Maybe, beyond his dependable comedic gifts, this is why we are reassured by Marino’s arrival in a scene. No one else has quite that earnest air, the knack for being a suave simpleton, skating by on their likability. As the playboy Dr. Glenn Richie of Adult Swim’s Childrens Hospital, he delivers an impassioned speech with no specifics whatsoever, then serenely concludes that “sometimes the right words come perfect… out.” The empty monologue is a masterstroke of timing and tone — he hits all the right dramatic notes to cover the lack of substance — and it happens to bear a funny resemblance to a bit from The State.
Here, a commercial for cereal pushes into the absurdity of the generic, with a mother and son delivering their dialogue in “duh-duh-duh” gibberish. It’s already funny, but when Marino bursts in as their well-dressed, cross-eyed milkman to complete the pitch? It goes to a whole other planet.

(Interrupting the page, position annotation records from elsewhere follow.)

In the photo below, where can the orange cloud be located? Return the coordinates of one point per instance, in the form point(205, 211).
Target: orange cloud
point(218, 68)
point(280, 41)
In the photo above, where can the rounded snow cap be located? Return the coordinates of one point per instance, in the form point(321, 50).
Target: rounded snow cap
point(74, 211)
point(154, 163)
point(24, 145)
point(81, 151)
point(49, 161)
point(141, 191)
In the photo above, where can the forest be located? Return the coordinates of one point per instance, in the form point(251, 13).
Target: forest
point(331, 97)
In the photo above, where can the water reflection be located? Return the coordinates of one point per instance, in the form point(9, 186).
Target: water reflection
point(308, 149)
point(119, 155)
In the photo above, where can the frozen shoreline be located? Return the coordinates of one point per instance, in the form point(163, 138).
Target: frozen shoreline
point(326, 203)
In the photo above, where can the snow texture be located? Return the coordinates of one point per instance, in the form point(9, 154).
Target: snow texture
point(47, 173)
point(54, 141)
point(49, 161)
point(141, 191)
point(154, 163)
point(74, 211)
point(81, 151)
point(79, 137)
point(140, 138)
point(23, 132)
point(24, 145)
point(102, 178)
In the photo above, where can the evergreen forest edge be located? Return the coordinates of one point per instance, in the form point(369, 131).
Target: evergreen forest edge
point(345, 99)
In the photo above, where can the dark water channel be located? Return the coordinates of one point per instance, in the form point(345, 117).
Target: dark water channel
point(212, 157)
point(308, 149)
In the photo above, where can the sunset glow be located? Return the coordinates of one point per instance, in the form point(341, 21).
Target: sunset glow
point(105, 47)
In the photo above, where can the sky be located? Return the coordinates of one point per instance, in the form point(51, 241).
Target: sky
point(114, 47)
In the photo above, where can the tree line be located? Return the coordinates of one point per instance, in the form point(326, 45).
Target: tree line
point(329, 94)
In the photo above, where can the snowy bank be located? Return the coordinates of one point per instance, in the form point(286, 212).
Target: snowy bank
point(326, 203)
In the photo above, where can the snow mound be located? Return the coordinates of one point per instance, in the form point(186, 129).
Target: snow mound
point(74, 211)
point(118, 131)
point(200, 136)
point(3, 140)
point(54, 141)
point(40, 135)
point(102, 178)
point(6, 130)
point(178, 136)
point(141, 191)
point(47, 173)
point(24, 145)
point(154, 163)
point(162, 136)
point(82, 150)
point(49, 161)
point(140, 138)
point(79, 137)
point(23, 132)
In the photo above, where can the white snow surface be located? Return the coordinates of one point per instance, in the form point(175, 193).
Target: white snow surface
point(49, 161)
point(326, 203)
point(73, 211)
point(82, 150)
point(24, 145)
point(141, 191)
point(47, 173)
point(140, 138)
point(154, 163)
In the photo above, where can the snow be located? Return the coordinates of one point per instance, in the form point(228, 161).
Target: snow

We must give thanks for a blessing such as Ken Marino’s career — and that the guy is humble enough about it to identify as “the guy from Rock N’ Roller Coaster” on social media. (In a pre-show for the Aerosmith-themed Disney ride, he appears as a sound engineer in studio with the band, but he does not speak.)
Do we deserve this himbo king? We do not. And he gives us every shade of dumb-and-handsome all the same. The Macy Gray impression is just a bonus.